Diatos, une société franco-belge de biopharmacie vient d'ouvrir, ce jeudi, son offre en souscription publique (IPO) en France. Pour les investisseurs particuliers belges, elle ne débutera toutefois que demain.

(TNL) Diatos, une société franco-belge de biopharmacie vient d'ouvrir, ce jeudi, son offre en souscription publique (IPO) en France. Pour les investisseurs particuliers belges, elle ne débutera toutefois que demain. Elle devrait se clôturer le 7 juillet et la première cotation, prévue à la fois sur l'Eurolist d'Euronext Bruxelles et de Paris, interviendra le 11 juillet. Diatos propose un maximum de 3.846.154 nouvelles actions, soit 35% de son capital, dans une fourchette de prix comprise entre 6,5 et 7,5 euros l'unité. Elle compte lever 25 millions d'euros, un montant qui ne tient pas compte de la totalité de l'option de surallocation (3,75 millions d'euros). Une tranche de 15% des titres est réservée pour les particuliers. Le reste est destiné aux investisseurs institutionnels via un placement global. Constituée en 1999, Diatos est une société biopharmaceutique vouée au développement et à la commercialisation de traitements innovants contre le cancer. Son approche repose sur l'amélioration de médicaments chimiothérapeutiques anti-cancéreux largement utilisés. Elle a développé son portefeuille de médicaments via une stratégie d'acquisition de licences et une recherche propre. Diatos a acquis dernièrement la licence du DaunoXome, un médicament anti-cancéreux. Une partie des fonds levés via l'IPO sera d'ailleurs destinée à la mise en place progressive d'une structure de vente et de marketing en vue de la commercialisation de ce traitement.
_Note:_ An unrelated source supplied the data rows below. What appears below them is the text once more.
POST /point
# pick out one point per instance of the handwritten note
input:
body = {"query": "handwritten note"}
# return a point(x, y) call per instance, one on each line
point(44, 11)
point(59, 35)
Le solde sera affecté à la recherche et au développement des candidats médicament de Diatos ainsi qu'à l'acquisition de nouvelles licences. L'an dernier, la jeune biotech a affiché une perte nette de 7,47 millions d'euros. Son déficit cumulé atteignait 30,2 millions d'EUR à fin 2005. Diatos qui emploie 48 personnes présente d'étroites filiations avec la Belgique. Son principal actionnaire n'est autre que la société d'investissement de la Région flamande, la GIMV, qui détient 21%. La Sopartec, émanation de l'UCL, possède pour sa part 3,2%.